Myanmar’s first international literary festival opens amid newfound freedoms of expression
YANGON, Myanmar – The latest first for fast-reforming Myanmar – its first international literary festival – is putting the spotlight on dozens of the country’s authors, a number of whom once spent time in prison for their writings.
The Irrawaddy Literary Festival, which runs from Friday through Sunday, comes as Myanmar relaxes its censorship rules, bringing new freedom of expression to the country’s authors, journalists, bloggers and comedians. More than 100 authors from around the world are attending, including Nobel Peace laureate Aung San Suu Kyi, the opposition leader who spent the better part of two decades under house arrest before being elected to parliament last year.
“We still take some care,” said Pe Myint, who has written 42 books and numerous short stories. But, he added, for the last two years he has been able to publicly criticize the government, a once unimaginable right.
Myanmar was controlled by a military junta for half a century before sweeping political reform brought a rush of business and cultural engagement with the outside world. Some of the most striking changes have centred on speech and press freedoms.
Myanmar shut its censorship office in August and a week ago officially rebranded the Press Scrutiny board, which was responsible for censoring publications, as the Copyrights and Registration Division.
Authors must still submit their books to the government, but it can no longer block their distribution. Some of the old laws used to jail dissident writers remain on the books, but local authors say that for the most part, censors have put down their red pens and they can publish quite freely.
“Wild Swans” author Jung Chang, India’s Vikram Seth, British historian Timothy Garton-Ash and New Delhi-based writer William Dalrymple – a force behind India’s hugely successful Jaipur literary festival – are scheduled to attend this weekend’s festival, along with about 80 authors from Myanmar.
“I feel extremely happy the festival can happen at all,” said Jung Chang, whose books are banned in China. “Wild Swans,” a bestselling family saga set against the backdrop of contemporary China, recently became available in Myanmar.
“I dream for the day when my books can be read in China,” she said.
There have several other cultural “firsts” in Myanmar in recent weeks: its first marathon, its first big foreign rock concert – by Jason Mraz – and its first New Year’s Eve countdown, an event inconceivable under old laws that banned public gatherings.
Myanmar’s literature is little known abroad, thanks to decades of isolationist rule and a lack of translation.
Only a handful of books have been translated from Burmese into English.
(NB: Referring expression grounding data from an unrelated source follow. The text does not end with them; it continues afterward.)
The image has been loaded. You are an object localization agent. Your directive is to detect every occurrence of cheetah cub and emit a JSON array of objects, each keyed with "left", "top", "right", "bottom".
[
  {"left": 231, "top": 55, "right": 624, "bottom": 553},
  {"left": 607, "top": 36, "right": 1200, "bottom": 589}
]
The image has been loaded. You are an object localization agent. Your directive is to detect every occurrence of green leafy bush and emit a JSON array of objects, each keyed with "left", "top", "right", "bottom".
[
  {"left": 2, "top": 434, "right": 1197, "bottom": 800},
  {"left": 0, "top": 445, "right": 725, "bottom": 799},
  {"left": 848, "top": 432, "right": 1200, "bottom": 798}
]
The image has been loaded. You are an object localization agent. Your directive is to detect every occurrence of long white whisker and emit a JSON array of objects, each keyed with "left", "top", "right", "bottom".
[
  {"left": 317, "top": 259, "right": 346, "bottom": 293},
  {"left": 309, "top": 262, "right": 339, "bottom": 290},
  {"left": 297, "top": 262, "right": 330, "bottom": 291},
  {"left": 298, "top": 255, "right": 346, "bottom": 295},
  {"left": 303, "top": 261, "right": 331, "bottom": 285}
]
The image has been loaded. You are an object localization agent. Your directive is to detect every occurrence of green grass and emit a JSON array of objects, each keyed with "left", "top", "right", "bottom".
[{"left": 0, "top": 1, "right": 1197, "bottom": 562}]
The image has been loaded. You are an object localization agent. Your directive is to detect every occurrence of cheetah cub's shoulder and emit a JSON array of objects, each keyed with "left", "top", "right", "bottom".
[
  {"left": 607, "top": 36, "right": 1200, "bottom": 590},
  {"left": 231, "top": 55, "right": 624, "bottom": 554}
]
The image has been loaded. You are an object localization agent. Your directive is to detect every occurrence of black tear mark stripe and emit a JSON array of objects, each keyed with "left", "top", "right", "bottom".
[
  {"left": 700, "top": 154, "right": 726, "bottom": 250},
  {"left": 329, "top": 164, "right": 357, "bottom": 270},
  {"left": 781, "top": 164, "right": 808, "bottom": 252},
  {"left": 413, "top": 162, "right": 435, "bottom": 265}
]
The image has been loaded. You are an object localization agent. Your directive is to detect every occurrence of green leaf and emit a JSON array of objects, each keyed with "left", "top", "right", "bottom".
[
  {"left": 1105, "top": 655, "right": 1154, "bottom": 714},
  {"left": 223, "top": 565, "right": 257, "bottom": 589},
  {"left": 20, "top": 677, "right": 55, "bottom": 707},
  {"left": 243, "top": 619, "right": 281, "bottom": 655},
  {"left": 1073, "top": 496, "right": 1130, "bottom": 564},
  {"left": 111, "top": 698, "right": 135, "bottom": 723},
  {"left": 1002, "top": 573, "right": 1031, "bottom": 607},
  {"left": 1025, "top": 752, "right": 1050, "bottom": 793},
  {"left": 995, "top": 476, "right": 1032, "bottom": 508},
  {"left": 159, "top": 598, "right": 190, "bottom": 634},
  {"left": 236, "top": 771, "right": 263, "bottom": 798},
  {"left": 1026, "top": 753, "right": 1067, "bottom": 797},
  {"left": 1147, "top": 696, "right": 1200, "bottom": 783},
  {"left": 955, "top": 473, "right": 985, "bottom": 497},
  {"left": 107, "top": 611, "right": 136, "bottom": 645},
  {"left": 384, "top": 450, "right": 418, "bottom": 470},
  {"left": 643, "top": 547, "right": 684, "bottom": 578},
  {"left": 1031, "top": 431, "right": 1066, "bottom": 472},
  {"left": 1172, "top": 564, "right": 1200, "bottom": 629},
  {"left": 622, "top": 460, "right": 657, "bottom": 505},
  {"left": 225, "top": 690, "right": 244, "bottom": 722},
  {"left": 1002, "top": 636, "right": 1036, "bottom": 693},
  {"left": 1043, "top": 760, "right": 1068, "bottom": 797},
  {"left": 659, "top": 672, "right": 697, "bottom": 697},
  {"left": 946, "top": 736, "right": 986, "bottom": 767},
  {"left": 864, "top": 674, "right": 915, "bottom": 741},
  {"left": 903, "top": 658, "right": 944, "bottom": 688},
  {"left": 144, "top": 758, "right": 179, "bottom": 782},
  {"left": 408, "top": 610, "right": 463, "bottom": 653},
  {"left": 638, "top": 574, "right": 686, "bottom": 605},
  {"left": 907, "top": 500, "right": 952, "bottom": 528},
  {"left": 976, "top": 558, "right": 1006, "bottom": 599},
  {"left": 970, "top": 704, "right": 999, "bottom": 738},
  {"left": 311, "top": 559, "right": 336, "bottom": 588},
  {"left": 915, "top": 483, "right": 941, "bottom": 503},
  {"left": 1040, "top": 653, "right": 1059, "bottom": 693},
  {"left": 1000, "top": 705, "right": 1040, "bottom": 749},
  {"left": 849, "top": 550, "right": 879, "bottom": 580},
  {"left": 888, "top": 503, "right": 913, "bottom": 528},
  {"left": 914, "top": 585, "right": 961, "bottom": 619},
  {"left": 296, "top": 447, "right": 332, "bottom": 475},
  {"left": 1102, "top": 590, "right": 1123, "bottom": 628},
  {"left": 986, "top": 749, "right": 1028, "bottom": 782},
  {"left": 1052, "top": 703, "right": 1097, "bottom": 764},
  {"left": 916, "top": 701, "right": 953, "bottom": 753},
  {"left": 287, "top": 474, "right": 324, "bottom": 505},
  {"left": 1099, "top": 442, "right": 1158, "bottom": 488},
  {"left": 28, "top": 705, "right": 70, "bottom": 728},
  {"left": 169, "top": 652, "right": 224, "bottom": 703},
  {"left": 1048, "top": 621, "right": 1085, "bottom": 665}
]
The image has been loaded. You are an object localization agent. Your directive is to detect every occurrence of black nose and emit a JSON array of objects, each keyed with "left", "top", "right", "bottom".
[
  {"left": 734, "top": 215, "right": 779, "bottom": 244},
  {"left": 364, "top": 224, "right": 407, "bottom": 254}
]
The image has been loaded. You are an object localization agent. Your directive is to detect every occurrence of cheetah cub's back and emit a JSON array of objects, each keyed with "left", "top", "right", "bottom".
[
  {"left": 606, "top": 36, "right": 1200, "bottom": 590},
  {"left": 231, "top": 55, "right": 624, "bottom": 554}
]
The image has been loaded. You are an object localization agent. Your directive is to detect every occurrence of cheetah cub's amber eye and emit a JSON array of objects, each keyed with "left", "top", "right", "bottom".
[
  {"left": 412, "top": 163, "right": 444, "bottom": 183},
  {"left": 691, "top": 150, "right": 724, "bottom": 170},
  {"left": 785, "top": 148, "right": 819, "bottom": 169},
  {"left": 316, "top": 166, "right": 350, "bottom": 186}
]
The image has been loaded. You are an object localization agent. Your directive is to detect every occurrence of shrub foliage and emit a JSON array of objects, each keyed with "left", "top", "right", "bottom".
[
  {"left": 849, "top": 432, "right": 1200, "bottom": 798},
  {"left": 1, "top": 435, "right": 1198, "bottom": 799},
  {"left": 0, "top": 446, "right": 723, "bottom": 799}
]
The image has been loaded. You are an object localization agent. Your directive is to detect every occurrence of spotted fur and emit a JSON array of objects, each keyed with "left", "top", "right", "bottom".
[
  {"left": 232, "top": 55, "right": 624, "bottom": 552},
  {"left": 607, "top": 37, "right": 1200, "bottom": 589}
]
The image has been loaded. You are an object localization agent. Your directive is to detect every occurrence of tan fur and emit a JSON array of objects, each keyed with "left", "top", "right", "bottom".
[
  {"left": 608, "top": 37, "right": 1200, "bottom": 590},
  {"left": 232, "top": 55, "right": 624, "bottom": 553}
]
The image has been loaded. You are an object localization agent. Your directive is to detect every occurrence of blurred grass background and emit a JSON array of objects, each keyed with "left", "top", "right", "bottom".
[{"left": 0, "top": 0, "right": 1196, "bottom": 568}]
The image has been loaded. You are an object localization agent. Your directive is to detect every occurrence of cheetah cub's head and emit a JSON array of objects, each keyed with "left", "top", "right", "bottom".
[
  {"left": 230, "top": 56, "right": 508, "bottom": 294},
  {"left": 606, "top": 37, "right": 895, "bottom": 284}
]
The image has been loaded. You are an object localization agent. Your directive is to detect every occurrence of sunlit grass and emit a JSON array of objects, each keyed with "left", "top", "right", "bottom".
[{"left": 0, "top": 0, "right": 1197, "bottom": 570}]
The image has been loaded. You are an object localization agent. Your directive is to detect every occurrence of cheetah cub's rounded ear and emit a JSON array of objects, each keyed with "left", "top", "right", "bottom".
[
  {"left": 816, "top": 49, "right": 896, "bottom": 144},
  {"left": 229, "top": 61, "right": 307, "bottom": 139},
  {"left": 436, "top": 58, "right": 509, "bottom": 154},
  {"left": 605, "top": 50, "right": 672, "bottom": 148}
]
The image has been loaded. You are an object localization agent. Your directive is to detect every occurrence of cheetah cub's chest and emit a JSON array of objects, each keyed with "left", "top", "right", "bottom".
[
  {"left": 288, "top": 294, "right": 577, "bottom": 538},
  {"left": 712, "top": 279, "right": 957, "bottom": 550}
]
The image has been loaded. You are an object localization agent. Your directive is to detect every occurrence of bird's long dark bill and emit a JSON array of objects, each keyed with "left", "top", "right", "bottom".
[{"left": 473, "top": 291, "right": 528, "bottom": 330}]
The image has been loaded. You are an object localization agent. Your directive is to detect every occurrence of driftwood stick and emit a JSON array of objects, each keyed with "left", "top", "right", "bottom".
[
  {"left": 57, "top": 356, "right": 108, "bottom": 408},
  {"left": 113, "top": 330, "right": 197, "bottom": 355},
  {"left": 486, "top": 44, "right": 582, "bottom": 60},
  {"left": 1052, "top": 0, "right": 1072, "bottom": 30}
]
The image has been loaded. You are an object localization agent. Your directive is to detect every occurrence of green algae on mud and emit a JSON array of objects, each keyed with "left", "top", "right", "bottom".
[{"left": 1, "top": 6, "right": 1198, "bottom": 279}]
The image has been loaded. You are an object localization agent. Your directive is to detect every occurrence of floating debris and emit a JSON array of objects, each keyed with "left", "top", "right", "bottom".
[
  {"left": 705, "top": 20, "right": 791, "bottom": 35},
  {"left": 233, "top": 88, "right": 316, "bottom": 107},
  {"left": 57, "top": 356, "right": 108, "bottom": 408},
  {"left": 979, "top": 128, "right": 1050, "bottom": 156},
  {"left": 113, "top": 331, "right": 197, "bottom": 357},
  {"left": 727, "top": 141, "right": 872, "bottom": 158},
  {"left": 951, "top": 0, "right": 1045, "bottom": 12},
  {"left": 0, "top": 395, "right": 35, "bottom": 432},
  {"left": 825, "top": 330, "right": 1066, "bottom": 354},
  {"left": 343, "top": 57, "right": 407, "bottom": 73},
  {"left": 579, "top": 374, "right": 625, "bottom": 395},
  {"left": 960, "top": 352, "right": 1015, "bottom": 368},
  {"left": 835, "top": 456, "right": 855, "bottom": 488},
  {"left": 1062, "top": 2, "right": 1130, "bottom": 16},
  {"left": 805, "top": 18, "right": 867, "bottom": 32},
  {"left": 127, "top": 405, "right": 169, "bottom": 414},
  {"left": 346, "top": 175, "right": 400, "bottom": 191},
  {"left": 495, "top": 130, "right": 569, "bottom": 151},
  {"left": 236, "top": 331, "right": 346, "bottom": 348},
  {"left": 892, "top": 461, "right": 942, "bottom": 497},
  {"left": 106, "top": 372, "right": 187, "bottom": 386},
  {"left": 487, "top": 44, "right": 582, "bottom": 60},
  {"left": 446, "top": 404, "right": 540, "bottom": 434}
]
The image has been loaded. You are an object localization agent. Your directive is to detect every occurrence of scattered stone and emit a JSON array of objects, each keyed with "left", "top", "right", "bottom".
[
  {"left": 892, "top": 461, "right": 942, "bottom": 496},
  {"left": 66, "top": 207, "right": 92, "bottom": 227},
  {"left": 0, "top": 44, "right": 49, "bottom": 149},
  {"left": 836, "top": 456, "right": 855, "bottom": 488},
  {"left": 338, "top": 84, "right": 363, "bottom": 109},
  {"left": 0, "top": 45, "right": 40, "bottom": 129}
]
It is difficult if not impossible for foreigners to read the work of leading local authors like Ju, Ma Thida and poet Saw Wai, who have helped shape Myanmar’s tradition of literary dissent.
The few authors known overseas – like Thant Myint-U, now a government adviser, and Pascal Khoo Thwe, the first Padaung tribesman to graduate from Cambridge University – have lived for long periods abroad and wrote in English. They are not seen here as truly local authors.
The old government restrictions on publication have also cut off local readers from global authors. The international literature available here has, by and large, been limited to censor-altered versions of Russian and Western classics, by writers like Anton Chekhov, Leo Tolstoy, George Orwell and John Steinbeck.
Friday morning at the festival, dozens of students crowded around a table with a motley assortment of secondhand books for sale.
“It’s very important for the students of Myanmar because there is contact with foreigners,” Arker Kyaw, an 18-year-old student of English, said of the festival. “I know only Leo Tolstoy.”
He didn’t recognize any of the foreign authors scheduled to speak and has little guidance through the world of contemporary English letters. He hugged a brown bag of books he’d bought for his friends, including “Spearwielder’s Tale” by R.A. Salvatore and “The Terrible Hours” by Peter Maas.
The festival director is Jane Heyn, wife of the British ambassador to Myanmar. Sponsors include Yoma Strategic Holdings and Myint & Associates, companies that have been cultivating international business partners as the U.S., Europe and Australia unwind economic sanctions against Myanmar.